The California Energy Commission demanded a response from the oil industry to their attempt to blame them for the price disaster, and gave them one day to do it.
Valero delivered.
Valero’s Response
Please consider Valero Response Letter to Chair Hochschild
Valero Synopsis
- Ironically, on the same day we received the Commission’s letter, a federal judge in a 103-page reasoned order, following review of thousands of pages of documents and hours of depositions and discovery, yet again threw out another case alleging price conspiracies by the fuel industry finding no basis for the allegations.
- As to why inventories may be low, we believe it is because post-COVID demand is growing and supply is limited. We have been endeavoring to keep our refineries at full production, and no one has produced more low carbon renewable fuel for the California market than Valero.
- With a very short supply market, inventories are pulled down to satisfy the demand. In fact, the Commission would not want to see refiners holding inventories in a tight market.

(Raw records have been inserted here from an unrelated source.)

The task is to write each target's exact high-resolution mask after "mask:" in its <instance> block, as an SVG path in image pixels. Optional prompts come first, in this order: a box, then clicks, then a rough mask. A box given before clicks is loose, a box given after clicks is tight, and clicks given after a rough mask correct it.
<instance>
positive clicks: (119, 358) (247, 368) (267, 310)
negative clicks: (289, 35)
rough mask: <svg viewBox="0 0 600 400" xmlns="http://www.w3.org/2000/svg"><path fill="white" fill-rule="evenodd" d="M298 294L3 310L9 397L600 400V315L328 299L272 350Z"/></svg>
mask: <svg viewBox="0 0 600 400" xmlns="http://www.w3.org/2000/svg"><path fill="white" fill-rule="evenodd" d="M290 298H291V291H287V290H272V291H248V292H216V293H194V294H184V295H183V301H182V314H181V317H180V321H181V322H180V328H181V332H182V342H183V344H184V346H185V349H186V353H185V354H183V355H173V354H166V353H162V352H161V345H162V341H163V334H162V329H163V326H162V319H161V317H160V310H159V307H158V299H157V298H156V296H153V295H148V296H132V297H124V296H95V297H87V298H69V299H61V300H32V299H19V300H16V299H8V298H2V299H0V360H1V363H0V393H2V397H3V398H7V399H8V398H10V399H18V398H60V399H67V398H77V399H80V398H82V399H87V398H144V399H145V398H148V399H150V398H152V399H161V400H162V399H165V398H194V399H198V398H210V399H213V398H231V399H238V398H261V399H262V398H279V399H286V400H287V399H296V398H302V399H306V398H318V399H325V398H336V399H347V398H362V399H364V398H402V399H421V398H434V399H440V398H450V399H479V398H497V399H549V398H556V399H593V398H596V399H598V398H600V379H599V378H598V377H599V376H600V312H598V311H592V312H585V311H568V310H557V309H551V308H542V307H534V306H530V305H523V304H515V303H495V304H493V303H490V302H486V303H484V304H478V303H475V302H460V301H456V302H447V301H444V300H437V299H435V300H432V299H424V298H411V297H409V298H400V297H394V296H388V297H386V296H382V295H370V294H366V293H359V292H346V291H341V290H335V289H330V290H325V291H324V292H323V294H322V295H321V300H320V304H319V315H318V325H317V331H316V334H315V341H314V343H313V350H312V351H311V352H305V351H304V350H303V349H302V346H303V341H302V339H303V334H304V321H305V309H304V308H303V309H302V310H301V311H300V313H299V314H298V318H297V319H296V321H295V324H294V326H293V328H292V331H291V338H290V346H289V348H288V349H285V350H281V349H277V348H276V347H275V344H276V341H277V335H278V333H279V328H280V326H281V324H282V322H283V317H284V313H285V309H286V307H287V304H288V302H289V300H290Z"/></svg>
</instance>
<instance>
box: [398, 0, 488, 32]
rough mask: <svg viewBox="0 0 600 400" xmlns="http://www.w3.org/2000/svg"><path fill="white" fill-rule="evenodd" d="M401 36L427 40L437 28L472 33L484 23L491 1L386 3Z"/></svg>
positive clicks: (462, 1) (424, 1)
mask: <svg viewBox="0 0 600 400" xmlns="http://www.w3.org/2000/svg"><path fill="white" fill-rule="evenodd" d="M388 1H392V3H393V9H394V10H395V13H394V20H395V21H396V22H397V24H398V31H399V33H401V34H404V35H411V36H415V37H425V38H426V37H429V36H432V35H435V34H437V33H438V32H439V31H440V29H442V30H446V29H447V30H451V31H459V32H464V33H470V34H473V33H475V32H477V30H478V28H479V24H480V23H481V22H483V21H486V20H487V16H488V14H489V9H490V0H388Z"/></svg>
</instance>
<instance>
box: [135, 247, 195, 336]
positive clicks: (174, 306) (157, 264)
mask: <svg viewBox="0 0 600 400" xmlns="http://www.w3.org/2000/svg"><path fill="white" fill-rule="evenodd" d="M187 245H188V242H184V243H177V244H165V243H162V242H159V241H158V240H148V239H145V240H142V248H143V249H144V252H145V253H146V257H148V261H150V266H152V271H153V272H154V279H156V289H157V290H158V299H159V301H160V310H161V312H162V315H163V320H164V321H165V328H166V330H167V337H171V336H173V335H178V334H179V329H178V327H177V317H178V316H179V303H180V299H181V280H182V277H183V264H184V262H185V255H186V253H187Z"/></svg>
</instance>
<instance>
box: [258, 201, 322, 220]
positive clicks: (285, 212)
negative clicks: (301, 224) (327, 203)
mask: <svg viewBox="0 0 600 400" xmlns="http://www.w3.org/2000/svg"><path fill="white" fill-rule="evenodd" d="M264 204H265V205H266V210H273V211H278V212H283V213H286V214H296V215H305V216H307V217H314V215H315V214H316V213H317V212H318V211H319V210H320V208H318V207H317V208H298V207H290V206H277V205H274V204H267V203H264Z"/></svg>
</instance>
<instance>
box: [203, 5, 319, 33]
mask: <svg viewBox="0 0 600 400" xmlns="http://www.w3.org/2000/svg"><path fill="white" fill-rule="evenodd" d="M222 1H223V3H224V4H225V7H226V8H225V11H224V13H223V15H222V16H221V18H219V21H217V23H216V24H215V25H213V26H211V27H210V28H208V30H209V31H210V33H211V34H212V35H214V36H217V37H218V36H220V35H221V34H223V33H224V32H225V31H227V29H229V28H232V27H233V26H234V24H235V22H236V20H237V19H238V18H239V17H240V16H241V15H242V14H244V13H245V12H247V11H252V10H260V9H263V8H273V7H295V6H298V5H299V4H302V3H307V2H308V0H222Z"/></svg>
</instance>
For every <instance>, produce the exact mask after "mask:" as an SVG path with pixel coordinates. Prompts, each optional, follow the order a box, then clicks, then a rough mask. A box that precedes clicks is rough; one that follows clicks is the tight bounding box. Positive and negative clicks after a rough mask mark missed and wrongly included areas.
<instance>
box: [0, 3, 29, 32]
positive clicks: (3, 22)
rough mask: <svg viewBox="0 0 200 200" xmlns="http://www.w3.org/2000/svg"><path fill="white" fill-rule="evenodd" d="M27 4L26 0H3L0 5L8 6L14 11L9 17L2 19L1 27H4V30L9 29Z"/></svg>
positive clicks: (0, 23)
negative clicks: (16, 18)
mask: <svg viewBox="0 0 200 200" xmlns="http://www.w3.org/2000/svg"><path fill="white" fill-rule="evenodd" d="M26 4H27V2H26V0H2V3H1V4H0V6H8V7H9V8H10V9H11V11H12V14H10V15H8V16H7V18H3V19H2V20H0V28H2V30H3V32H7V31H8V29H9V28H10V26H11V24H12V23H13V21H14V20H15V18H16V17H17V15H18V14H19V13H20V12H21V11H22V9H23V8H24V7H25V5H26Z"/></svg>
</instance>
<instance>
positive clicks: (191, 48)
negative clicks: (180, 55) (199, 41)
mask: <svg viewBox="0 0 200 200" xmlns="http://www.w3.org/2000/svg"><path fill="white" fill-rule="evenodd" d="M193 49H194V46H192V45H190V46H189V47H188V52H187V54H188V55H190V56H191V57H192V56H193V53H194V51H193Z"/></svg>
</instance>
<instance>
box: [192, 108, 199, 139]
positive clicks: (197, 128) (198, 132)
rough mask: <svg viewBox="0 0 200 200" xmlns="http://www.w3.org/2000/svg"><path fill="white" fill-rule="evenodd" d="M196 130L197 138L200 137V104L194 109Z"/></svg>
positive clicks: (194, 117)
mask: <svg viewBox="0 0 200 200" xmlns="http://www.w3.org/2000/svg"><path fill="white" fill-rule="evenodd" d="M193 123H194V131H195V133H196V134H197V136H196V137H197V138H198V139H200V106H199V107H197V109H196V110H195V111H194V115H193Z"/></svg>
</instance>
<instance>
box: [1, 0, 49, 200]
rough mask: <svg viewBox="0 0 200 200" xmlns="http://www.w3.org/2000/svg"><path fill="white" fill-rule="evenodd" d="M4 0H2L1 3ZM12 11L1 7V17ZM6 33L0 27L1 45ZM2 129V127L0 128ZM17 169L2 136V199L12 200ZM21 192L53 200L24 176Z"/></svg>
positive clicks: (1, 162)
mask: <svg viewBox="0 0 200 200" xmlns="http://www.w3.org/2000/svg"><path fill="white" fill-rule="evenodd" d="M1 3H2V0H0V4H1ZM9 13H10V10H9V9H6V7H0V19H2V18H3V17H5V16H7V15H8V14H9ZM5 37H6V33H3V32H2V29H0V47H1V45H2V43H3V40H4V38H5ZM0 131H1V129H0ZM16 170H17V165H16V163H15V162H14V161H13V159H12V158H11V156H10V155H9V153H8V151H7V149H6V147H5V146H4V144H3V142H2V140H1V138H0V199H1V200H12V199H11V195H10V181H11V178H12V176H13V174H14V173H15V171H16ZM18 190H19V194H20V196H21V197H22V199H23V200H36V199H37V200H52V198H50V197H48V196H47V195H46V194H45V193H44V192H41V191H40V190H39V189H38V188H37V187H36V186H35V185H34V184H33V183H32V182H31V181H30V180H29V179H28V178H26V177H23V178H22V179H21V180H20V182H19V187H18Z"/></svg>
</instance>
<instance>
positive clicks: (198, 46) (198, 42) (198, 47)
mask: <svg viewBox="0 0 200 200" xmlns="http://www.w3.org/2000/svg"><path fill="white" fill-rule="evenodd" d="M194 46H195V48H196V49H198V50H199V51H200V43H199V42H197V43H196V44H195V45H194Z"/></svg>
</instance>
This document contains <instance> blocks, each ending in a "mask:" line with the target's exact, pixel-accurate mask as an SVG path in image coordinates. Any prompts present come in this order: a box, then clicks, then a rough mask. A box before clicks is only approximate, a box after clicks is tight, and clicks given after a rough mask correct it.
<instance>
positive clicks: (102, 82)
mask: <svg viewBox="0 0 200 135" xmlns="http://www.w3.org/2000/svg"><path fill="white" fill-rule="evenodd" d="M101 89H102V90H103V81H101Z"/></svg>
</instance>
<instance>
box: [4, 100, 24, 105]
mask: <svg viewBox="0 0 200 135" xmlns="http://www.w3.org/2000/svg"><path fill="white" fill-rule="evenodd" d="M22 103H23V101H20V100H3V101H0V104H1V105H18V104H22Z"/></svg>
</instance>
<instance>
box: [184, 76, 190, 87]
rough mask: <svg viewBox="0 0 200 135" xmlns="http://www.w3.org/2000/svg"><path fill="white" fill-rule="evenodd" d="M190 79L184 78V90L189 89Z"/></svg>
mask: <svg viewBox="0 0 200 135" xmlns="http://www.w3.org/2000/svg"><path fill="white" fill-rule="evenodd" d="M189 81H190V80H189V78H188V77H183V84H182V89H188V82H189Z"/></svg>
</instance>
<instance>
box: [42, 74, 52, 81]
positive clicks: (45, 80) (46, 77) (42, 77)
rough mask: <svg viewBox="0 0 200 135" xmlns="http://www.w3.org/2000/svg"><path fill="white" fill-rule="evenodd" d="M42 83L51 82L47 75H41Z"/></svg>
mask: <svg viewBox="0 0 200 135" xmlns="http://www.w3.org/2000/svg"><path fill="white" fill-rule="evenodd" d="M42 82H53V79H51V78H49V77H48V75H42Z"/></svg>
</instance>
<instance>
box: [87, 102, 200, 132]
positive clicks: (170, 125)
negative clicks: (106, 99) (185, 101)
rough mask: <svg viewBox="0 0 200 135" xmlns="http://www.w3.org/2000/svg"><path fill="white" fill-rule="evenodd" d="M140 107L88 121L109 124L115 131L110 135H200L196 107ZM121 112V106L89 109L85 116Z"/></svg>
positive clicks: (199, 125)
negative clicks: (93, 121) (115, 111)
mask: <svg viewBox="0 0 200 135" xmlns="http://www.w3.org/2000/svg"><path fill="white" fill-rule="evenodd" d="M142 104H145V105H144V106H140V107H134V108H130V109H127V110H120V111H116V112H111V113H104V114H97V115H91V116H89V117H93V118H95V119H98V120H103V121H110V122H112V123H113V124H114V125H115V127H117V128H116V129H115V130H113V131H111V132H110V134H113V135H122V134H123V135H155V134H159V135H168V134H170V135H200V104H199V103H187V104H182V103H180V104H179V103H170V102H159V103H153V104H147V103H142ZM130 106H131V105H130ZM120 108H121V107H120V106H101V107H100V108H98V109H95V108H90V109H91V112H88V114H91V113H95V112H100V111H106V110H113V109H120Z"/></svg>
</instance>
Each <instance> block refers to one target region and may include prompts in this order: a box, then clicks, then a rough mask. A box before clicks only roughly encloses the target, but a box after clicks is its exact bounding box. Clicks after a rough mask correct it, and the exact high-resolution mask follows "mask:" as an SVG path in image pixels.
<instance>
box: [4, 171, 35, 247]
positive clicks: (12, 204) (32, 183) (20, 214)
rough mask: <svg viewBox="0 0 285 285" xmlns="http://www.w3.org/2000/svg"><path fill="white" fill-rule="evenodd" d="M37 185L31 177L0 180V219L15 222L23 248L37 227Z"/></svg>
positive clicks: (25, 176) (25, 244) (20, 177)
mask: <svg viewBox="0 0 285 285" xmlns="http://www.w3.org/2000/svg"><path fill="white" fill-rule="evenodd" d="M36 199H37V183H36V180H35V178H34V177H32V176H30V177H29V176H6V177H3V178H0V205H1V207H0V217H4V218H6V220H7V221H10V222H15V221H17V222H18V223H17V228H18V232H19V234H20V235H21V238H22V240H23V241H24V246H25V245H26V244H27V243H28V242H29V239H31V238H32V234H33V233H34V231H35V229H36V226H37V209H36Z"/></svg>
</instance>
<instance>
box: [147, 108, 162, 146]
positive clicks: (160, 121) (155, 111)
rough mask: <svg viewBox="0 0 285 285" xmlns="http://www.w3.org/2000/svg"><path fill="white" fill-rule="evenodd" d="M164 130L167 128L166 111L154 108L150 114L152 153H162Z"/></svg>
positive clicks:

- California is the most expensive operating environment in the countryand a very hostile regulatory environment for refining.
- California policy makers have knowingly adopted policies with the expressed intent of eliminating the refinery sector. California requires refiners to pay very high carbon cap and trade fees and burdened gasoline with the cost of the low carbon fuel standards.
- California regulators have mandated a unique blend of gasoline that is not readily available outside of the West Coast.
- California is largely isolated from fuel markets of the central and eastern United States. California has imposed some the most aggressive, and thus expensive and limiting, environmental regulatory requirements in the world.
So, the reason the prices are so high in California, is California’s government.